Song by Ariana Grande

from the album Eternal Sunshine
- Released: March 8, 2024
- Studio: Decoy Studios (Woodbridge, UK); Jungle City Studios (New York, NY); MXM Studios (Stockholm, Sweden);
- Genre: R&B; pop;
- Length: 2:43
- Label: Republic
- Songwriters: Ariana Grande; Max Martin;
- Producers: Ariana Grande; Max Martin; Ilya Salmanzadeh;

Lyric visualizer
- "True Story" on YouTube

= True Story (song) =

"True Story" is a song by American singer-songwriter Ariana Grande from her seventh studio album, Eternal Sunshine (2024). It was released on March 8, 2024, through Republic Records, as the seventh track from the album. It was written and produced by Grande and Max Martin, with Ilya receiving production credits as well. An a cappella version was included on the "Slightly Deluxe" edition of Eternal Sunshine. However, this version is not included on the "Slight Deluxe and Also Live" version of the album, being replaced by the remix of "The Boy Is Mine" with Brandy and Monica.

== Composition ==
"True Story" is two minutes and 43 seconds long. The song is described by Grande to be "an untrue story based on all untrue events" and features writing and production from Max Martin. Sonically, the song has been described as R&B and pop featuring a catchy, "candy floss" chorus, metal bass lines, and some elements of G-funk in its instrumentation. Lyrically, the song has Grande being self-referential to the image the media and tabloids put upon her regarding stories about her personal and dating life. In the album's track list, the song is intended by Grande to set up and precede "The Boy Is Mine", letting her play the "bad girl".

== Critical reception ==
Upon release, the song received positive reviews from music critics. Kyle Denis of Billboard ranked the song at number one, in a ranking of the album.
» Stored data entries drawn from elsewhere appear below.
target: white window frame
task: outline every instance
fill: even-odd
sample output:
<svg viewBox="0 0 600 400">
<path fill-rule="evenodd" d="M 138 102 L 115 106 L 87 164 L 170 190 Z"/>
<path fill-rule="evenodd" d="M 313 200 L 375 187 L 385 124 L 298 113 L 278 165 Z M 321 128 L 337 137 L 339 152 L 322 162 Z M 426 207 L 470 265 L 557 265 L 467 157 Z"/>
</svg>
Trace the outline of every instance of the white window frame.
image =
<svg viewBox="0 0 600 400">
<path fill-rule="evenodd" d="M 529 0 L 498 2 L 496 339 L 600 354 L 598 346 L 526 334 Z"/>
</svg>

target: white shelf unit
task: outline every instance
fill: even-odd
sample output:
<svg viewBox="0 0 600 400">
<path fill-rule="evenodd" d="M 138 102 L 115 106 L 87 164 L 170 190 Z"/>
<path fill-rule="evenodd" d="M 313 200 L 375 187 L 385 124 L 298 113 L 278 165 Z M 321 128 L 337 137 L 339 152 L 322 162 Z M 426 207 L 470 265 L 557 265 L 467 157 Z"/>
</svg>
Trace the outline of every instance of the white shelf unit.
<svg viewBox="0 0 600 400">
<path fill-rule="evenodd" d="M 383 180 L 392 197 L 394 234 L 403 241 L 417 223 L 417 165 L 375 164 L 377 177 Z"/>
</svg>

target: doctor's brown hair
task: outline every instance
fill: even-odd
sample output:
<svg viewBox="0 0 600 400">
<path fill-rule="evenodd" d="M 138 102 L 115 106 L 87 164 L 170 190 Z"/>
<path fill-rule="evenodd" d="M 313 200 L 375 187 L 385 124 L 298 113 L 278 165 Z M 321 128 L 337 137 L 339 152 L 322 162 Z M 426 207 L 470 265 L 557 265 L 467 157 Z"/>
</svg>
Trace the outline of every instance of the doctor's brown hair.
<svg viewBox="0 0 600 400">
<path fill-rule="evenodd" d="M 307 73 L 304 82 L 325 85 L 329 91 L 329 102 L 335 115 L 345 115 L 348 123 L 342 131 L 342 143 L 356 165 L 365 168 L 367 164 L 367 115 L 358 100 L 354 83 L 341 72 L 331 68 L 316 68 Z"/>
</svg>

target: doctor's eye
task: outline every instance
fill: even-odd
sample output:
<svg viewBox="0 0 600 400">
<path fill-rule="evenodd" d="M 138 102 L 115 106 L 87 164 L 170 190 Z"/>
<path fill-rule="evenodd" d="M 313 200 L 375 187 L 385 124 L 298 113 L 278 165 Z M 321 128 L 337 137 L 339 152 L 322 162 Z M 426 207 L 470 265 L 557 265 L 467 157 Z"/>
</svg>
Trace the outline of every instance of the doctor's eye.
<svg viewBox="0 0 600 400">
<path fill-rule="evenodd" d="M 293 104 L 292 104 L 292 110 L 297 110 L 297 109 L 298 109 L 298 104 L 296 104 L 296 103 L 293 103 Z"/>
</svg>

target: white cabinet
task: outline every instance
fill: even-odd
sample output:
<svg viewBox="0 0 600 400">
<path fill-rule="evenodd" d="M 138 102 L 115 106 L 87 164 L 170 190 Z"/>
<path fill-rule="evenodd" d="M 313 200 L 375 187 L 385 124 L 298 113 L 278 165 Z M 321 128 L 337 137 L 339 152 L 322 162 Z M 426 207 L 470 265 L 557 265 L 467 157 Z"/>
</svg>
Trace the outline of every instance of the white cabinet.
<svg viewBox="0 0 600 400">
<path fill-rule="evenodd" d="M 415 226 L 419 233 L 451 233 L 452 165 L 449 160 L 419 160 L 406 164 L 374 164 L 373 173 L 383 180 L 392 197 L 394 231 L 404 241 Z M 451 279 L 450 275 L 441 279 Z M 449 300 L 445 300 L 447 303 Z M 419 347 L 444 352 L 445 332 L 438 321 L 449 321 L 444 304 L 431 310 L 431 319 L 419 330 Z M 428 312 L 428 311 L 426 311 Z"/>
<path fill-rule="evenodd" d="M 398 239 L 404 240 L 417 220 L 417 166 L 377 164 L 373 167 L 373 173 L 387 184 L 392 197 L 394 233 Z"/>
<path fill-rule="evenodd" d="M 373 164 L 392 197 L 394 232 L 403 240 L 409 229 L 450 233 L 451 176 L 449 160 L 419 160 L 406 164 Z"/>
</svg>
In the ranking, Denis called the song "the smartest song Grande has ever made", noting the self-awareness in its lyrics and its similarities of "the 90s pop & R&B bounce" of "Fantasize". Nick Levine, a writer at NME deemed the song an album highlight, calling it "cleverly self-referential" and applauding Grande's vocal performance over the "G-funk" inspired beat. In a review of the parent album, Rolling Stone likened the song to something created by Timbaland for American singer Aaliyah.

== Credits ==
Recording

- Mixed at Mixstar Studios (Virginia Beach)
- Mastered at Sterling Sound (New York City)

Personnel

- Ariana Grande – vocals, lyrics, composition, production
- Max Martin – lyrics, production, composition, guitar, drums, keyboards, bass, programming, background vocals
- Ilya Salmanzadeh – production, composition, guitar, drums, keyboards, bass, programming, background vocals
- Shellback – drums
- Sam Holland – engineering
- Lou Carrao – engineering
- Eric Eylands – engineering assistance
- Rob Sellens – engineering assistance
- Randy Merrill – mastering
- Serban Ghenea – mixing
- Bryce Bordone – mixing assistance

== Charts ==

Chart performance for "True Story"
| Chart (2024) | Peak position |
|---|---|
| Australia (ARIA) | 39 |
| Brazil Hot 100 (Billboard) | 73 |
| Canada Hot 100 (Billboard) | 30 |
| France (SNEP) | 62 |
| Global 200 (Billboard) | 18 |
| Greece International (IFPI) | 15 |
| Lithuania (AGATA) | 100 |
| New Zealand (Recorded Music NZ) | 35 |
| Poland (Polish Streaming Top 100) | 85 |
| Portugal (AFP) | 32 |
| Sweden Heatseeker (Sverigetopplistan) | 14 |
| UAE (IFPI) | 20 |
| UK Streaming (OCC) | 30 |
| US Billboard Hot 100 | 30 |

==Certifications==

Certifications for "True Story"
| Region | Certification | Certified units/sales |
| Brazil (Pro-Música Brasil) | 2× Platinum | 80,000^{‡} |
^{‡} Sales+streaming figures based on certification alone.